IR35 for sole trader locums
David Davies, of TWD Accountants, explains a little known rule surrounding IR35 that self-employed locums need to be aware of
24 February 2022
Michael, locum optometrist“I’m a locum optometrist, working as a sole trader, and I was led to believe that IR35 did not apply to me. However, I’m now hearing that I might be affected even though I don’t operate through a limited company. Is this the case? I’d appreciate any advice you can offer.”
David Davies of AOP affinity partner, TWD AccountantsIn an ideal world, if you’re a self-employed locum, whether you work as a sole trader or have a limited company, you will want to be classed as self-employed for tax purposes, meaning you will pay less tax. However, HMRC has introduced rules that you need to know about.
IR35 rules were altered in 2021. IR35 relates specifically to those who operate as self-employed but through ‘intermediaries,’ which in most cases means they use a limited company.
However, there has been very little said about how HMRC is now applying the same rules to Britain’s nearly five million self-employed sole traders.
What’s the risk?HMRC is looking for sole traders who effectively operate within someone else’s business, but do so in much the same way as an employee would – which could, on the face of it, appear to be what a locum optometrist does.
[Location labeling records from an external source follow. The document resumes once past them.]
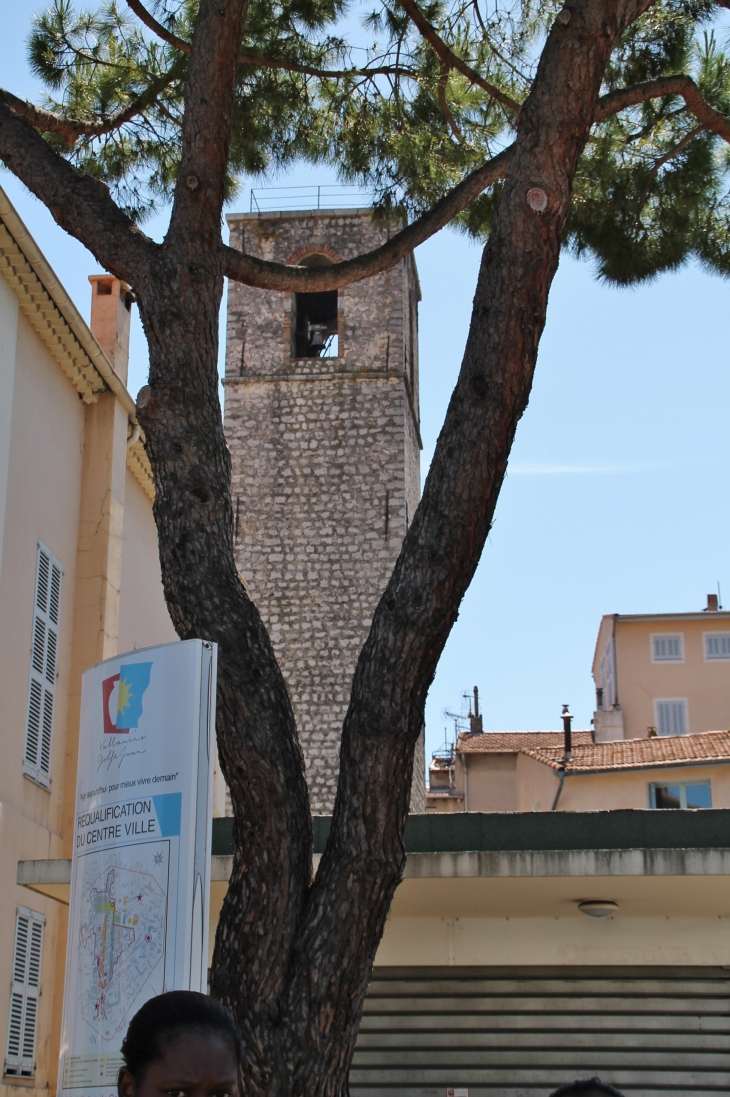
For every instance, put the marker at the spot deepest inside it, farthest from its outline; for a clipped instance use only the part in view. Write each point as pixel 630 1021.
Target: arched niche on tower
pixel 315 320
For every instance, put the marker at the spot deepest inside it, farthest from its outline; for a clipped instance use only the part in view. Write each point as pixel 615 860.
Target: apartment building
pixel 663 673
pixel 79 581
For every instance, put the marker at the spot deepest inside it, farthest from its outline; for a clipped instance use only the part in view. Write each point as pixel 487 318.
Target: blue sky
pixel 617 493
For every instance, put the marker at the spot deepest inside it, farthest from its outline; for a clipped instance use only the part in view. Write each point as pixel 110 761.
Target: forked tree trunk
pixel 291 960
pixel 293 956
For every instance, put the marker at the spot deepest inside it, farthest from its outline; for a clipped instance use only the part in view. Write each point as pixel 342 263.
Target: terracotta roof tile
pixel 514 742
pixel 637 754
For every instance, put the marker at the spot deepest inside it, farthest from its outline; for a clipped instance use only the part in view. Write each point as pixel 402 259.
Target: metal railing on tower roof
pixel 329 196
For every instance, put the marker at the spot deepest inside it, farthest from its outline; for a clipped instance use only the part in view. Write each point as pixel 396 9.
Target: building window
pixel 314 319
pixel 717 645
pixel 671 715
pixel 667 647
pixel 685 796
pixel 24 993
pixel 44 668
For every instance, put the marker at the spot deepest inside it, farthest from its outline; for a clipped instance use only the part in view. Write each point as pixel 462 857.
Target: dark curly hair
pixel 161 1019
pixel 587 1087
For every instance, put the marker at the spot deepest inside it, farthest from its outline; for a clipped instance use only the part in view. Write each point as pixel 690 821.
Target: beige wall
pixel 490 782
pixel 570 940
pixel 704 683
pixel 586 792
pixel 57 485
pixel 537 786
pixel 144 619
pixel 9 312
pixel 43 487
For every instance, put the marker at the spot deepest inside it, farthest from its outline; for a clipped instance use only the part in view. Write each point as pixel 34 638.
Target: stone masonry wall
pixel 325 467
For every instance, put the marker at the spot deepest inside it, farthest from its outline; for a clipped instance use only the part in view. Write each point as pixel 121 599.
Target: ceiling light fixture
pixel 597 907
In many sectors there’s a grey area around who is and isn’t self-employed. However, it can be clearer in instances where locums are working within practices on a regular basis, potentially putting them at risk of ‘false self-employment
HMRC has introduced a Check Employment Status for Tax (CEST) tool on its website, which self-employed locums can use to check their employment status. Unless it states that the worker is ‘self-employed for tax purposes,’ then as far as HMRC is concerned, they’re not.
In many sectors there’s a grey area around who is and isn’t self-employed. However, it can be clearer in instances where locums are working within practices on a regular basis, potentially putting them at risk of ‘false self-employment.’ It’s for this reason that HMRC is specifically targeting the optometry sector.
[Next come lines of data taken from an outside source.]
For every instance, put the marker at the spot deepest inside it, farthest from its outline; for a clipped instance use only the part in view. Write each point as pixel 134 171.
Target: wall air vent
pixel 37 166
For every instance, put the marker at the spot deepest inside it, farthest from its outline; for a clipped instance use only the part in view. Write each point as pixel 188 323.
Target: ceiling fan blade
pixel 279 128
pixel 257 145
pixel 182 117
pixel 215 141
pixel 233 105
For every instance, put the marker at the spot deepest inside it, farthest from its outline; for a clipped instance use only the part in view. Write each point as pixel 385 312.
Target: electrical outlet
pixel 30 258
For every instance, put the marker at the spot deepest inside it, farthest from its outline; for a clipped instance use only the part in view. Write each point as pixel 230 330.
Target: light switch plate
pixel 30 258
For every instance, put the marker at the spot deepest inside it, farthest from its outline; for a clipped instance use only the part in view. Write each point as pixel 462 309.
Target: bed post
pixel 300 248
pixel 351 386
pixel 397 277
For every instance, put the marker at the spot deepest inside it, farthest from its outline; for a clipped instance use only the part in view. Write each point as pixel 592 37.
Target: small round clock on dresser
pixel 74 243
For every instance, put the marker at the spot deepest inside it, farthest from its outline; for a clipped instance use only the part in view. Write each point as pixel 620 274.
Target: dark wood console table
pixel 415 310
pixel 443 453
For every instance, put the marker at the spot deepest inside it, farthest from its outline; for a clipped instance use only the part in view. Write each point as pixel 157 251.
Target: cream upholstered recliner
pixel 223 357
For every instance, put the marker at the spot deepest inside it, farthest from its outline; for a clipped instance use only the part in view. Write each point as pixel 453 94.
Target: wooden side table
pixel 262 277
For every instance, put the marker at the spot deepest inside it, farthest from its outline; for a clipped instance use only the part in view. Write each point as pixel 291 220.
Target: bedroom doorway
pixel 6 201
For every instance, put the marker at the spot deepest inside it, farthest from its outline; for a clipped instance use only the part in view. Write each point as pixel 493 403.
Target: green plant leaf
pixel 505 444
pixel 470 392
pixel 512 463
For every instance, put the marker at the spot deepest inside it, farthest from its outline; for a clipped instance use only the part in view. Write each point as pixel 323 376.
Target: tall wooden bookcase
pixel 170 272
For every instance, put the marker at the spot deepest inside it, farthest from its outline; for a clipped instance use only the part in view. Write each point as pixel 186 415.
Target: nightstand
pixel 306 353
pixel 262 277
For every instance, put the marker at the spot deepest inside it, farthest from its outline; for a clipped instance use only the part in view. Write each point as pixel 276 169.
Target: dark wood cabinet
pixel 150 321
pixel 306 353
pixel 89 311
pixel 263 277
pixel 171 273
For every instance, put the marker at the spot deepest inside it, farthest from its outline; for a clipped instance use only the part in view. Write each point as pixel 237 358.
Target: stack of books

For locums operating as self-employed sole traders, the outcome shown by HMRC’s CEST tool is normally either ‘employed for tax purposes’ or ‘we can’t determine the status of this engagement.’ The latter requires a further conversation with HMRC, who are likely to prove that the locum is actually ‘employed for tax purposes.’
The result of being found to be ‘employed for tax purposes’ is HMRC demanding payment of the following:
- The extra Income Tax and National Insurance that should have been paid by the locum, over and above any tax and National Insurance that they have paid already through their Self Assessment tax return or company
- The 13.8% employers National Insurance that should have been paid by the practice on the gross fees paid to the locum.
From the 6 April 2022 HMRC have also said they will be adding the minimum 35% penalty to the amounts due (although it can be up to 100%.) The law also allows them to backdate the tax demand and penalties. Although they have not done so currently, they could start doing so at any time.
This leaves the locum at risk of being sued by the practice if the practice needs to recover their losses
HMRC also has the legal power to transfer the entire tax and penalties owed by the locum onto the practice if they have no prospect of getting their money from the locum within a realistic time frame. This leaves the locum at risk of being sued by the practice if the practice needs to recover their losses.
It would seem very few accountants are fully aware of the issue. At TWD Accountants we’ve seen numerous examples of locums reporting that their accountants have told them that IR35 doesn’t affect them as they aren’t operating through a limited company.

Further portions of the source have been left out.